I've been reading the impedance matching chapter of Bowick's excellent RF Circuit Design book and I have a question.

For those who haven't read this book (or have but can't remember!), the chapter discusses L and 3 element matching networks (very intuitively, I might add) with some helpful examples before moving to an introduction to the Smith Chart.

He uses some of the earlier matching examples (solved using equations) and shows how the same result can be obtained using the Smith Chart. The text points out that adding reactive elements in series with a resistor is a simple matter of adding the appropriate imaginary quantity, thus moving you along the constant resistance circle. Likewise, adding reactive elements in shunt can be achieved with the conductance form of the Smith Chart again using a simple addition or subtraction. If you use a combined impedance and conductance chart you can easily model ladder networks, which of course is exactly what you need for an L, Pi or T matching network. If you need to match one impedance to another (one would be a conjugate), you simply identify the two impedances on the chart (normalized if necessary) and track a path between the two using the rules above.
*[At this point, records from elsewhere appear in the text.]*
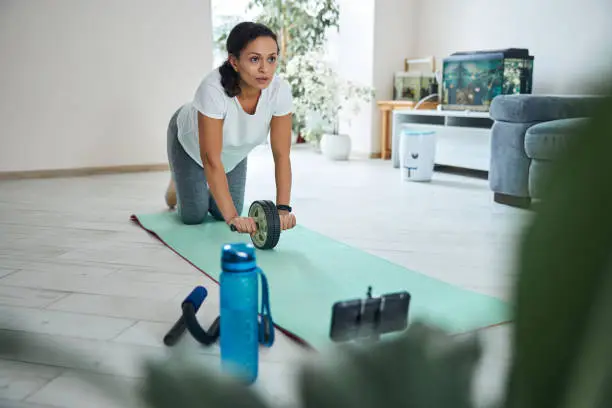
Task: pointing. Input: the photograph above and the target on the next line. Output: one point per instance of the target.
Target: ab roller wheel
(267, 220)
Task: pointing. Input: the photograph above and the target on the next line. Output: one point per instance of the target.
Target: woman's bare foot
(171, 195)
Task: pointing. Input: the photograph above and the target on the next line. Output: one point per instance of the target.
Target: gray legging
(194, 200)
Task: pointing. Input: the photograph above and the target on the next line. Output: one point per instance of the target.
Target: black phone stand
(367, 319)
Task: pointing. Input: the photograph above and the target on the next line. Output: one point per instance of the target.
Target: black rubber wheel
(266, 217)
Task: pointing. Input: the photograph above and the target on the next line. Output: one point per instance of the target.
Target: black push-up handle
(188, 321)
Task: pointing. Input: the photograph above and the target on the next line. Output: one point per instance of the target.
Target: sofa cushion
(540, 108)
(546, 140)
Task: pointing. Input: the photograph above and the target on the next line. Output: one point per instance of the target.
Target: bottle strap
(266, 325)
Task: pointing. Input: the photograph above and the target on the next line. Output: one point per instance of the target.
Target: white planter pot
(336, 147)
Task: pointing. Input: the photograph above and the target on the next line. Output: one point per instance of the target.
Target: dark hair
(240, 36)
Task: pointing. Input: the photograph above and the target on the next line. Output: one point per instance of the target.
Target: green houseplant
(324, 98)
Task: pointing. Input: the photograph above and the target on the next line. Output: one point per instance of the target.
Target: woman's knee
(192, 217)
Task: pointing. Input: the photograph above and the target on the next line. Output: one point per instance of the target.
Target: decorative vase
(336, 146)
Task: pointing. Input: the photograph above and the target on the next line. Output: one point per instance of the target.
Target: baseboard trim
(82, 171)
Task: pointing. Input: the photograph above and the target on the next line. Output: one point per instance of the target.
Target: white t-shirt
(241, 131)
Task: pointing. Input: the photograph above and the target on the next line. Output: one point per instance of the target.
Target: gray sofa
(528, 133)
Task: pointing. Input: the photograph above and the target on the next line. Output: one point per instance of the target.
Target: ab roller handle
(267, 220)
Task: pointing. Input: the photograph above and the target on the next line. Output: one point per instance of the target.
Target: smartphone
(369, 317)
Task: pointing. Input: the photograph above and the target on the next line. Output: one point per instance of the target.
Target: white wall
(375, 37)
(570, 39)
(93, 83)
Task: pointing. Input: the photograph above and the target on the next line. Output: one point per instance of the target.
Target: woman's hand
(244, 224)
(287, 220)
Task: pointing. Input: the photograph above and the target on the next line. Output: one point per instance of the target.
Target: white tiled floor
(75, 272)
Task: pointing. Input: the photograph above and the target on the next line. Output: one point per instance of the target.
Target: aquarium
(470, 80)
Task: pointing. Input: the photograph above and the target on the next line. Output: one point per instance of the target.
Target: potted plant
(324, 99)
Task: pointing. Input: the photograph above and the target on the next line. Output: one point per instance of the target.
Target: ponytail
(230, 79)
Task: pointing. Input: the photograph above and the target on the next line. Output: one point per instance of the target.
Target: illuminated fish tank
(470, 80)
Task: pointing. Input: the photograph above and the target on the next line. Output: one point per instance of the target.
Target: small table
(386, 107)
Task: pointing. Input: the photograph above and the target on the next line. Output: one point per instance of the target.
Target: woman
(233, 110)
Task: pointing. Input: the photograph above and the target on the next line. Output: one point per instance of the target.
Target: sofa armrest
(539, 108)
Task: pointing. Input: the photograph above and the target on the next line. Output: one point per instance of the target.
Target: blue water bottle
(241, 330)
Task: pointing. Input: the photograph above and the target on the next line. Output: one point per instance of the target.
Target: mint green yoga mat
(309, 272)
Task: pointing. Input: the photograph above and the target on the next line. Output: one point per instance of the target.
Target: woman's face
(258, 62)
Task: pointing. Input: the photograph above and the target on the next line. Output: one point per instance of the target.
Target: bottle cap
(238, 252)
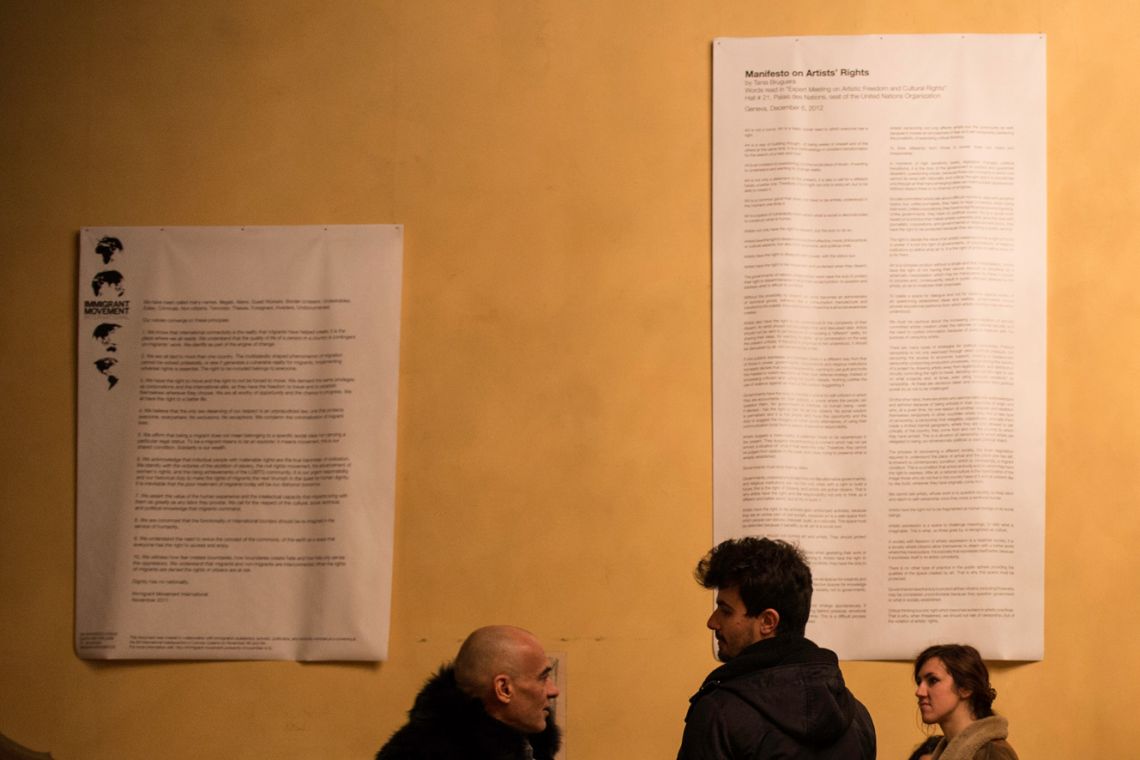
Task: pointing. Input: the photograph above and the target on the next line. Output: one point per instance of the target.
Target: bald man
(493, 703)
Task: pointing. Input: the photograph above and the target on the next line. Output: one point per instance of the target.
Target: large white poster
(236, 443)
(879, 329)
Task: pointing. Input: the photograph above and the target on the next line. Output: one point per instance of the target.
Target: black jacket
(781, 697)
(445, 724)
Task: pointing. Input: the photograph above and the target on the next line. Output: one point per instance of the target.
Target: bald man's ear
(503, 688)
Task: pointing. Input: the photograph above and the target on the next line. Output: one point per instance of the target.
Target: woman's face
(939, 700)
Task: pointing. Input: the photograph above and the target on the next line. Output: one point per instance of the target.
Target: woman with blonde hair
(953, 691)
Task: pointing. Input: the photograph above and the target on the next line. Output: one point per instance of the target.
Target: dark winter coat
(445, 724)
(780, 697)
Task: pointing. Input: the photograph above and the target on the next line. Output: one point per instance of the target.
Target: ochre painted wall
(551, 163)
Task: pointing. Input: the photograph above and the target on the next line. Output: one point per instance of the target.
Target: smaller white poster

What I don't understand is, where is the reflection coefficient in any of this? If I understand the chart correctly, it basically maps the reflection coefficient for a normalized characteristic impedance to every possible (within reason) impedance (or conductance). In other words, the charts "meaning" is related to reflection. But, it seems to me that the kind of impedance matching operation described above is simply using the impedance(conductance) map and its ability to express complex addition and subtraction to move from one point to another and each points relationship to reflection isn't really relevant. I worry I've missed an important point here. I hope this question isn't too confusing.